UR The site of Ur is known today as Tall al Muqayyar, in South of Iraq. Ur was already a center of wonderful and highly advanced material and moral culture few thousands of years before the rise of Greek and Roman civilizations. Ur was the principal center of worship of the Sumerian moon god Nanna and of his Babylonian equivalent Sin. The massive ziggurat of this deity, one of the best preserved in Iraq, stands about 21 m (about 70 ft) above the desert. The biblical name, Ur of the Chaldees, refers to the Chaldeans, who settled in the area about 900 BC.
Ur was one of the first village settlements founded (circa 4000 BC) by the so-called Ubaidian inhabitants of Sumer. Before 2800 BC, Ur became one of the most prosperous Sumerian city-states. According to ancient records, Ur had three dynasties of rulers who, at various times, extended their control over all of Sumer. The founder of the First Dynasty of Ur was the conqueror and temple builder Mesanepada (reigned about 2670 BC), the earliest Mesopotamian ruler described in extant contemporary documents. His son Aanepadda (reigned about 2650 BC) built the temple of the goddess Ninhursag, which was excavated in modern times at Tell al-Obeid, about 8 km (about 5 mi) northeast of the site of Ur. Of the 2nd Dynasty of Ur little is known.
Ur was captured about 2340 BC by Sargon, and this era, called the Akkadian period, marks an important step in the blending of Sumerian and Semitic cultures. After this dynasty came a long period of which practically nothing is known except that a second dynasty rose and fell.
Ur-Nammu (reigned 2113-2095 BC), the first king of the 3rd Dynasty of Ur, who revived the empire of Sumer and Akkad, won control of the outlet to the sea about 2100 BC and made Ur the wealthiest city in Mesopotamia. His reign marked the beginning of the so-called renaissance of Sumerian art and literature at Ur. Ur-Nammu, who wrote the first law in history, which contained (31) legal paragraphes, and his son and successor Shulgi (reigned 2095-2047 BC) built the great ziggurat of Nanna (about 2100 BC) that has stood throughout the centuries, and magnificent temples at Ur and in other Mesopotamian cities. The descendants of Ur-Nammu continued in power for more than a century, or until shortly before 2000 BC, when the Elamites captured Ibbi-Sin (reigned 2029-2004 BC), king of Ur, and destroyed the city.
Rebuilt shortly thereafter, Ur became part of the kingdom of Isin, later of the kingdom of Larsa, and finally was incorporated into Babylonia. During the period when Babylonia was ruled by the Kassites, Ur remained an important religious center. It was a provincial capital with hereditary governors during the period of Assyrian rule in Babylonia.
After the Chaldean dynasty was established in Babylonia, King Nebuchadnezzar II initiated a new period of building activity at Ur.
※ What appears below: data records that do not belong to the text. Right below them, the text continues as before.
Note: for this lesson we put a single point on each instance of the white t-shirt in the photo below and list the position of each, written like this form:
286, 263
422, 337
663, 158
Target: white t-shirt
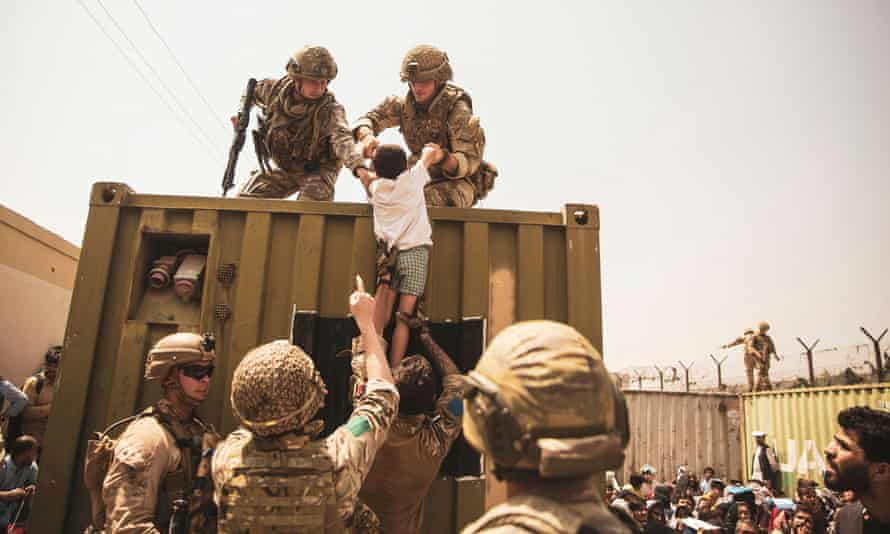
400, 216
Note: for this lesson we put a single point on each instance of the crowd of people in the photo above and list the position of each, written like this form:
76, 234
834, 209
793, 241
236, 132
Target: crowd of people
24, 413
853, 500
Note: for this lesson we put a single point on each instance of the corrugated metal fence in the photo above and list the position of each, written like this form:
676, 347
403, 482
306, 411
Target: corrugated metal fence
800, 423
695, 430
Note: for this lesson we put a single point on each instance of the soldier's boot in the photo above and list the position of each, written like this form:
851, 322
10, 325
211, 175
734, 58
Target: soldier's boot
316, 187
273, 184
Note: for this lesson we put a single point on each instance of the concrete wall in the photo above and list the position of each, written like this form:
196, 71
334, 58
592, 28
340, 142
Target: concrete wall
671, 429
37, 270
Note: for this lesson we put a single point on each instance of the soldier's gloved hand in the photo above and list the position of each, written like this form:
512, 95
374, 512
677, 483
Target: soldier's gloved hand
361, 305
370, 144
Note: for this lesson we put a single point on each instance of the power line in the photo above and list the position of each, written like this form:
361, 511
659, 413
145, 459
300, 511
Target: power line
145, 79
155, 72
223, 124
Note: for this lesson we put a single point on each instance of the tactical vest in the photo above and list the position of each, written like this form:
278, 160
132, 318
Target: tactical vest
420, 126
291, 129
281, 487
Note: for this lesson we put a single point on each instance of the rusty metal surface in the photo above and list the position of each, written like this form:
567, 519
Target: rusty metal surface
800, 423
695, 430
279, 256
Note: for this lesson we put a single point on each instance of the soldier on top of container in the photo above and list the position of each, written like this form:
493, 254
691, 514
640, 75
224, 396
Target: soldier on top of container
434, 111
162, 456
542, 408
303, 139
752, 356
764, 346
274, 474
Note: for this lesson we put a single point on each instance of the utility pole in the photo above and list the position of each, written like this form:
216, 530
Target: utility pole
719, 364
810, 359
879, 363
660, 378
686, 371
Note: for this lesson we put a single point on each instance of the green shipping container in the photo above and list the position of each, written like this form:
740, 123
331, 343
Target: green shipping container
271, 265
800, 423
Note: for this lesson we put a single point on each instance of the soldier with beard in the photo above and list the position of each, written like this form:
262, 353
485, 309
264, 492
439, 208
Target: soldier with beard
163, 455
858, 459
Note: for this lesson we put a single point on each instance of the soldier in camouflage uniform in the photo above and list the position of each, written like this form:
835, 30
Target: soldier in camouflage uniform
752, 355
303, 138
434, 111
764, 345
274, 474
162, 456
542, 408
The last Babylonian king, Nabonidus (reigned 556-539 BC), who appointed his eldest daughter high priestess at Ur, embellished the temples and entirely remodeled the ziggurat of Nanna, making it rival even the temple of Marduk at Babylon. After Babylonia came under the control of Persia, Ur began to decline. By the 4th century BC, the city was practically forgotten, possibly as a result of a shift in the course of the Euphrates River.
Ur means a city in the Sumerian and Akkadian languages, and many cities were called by this name. Ur is mentioned in the bible as the home of Ibrahim (Abraham), recognized by Muslims, Christians and Jews as the father of prophets.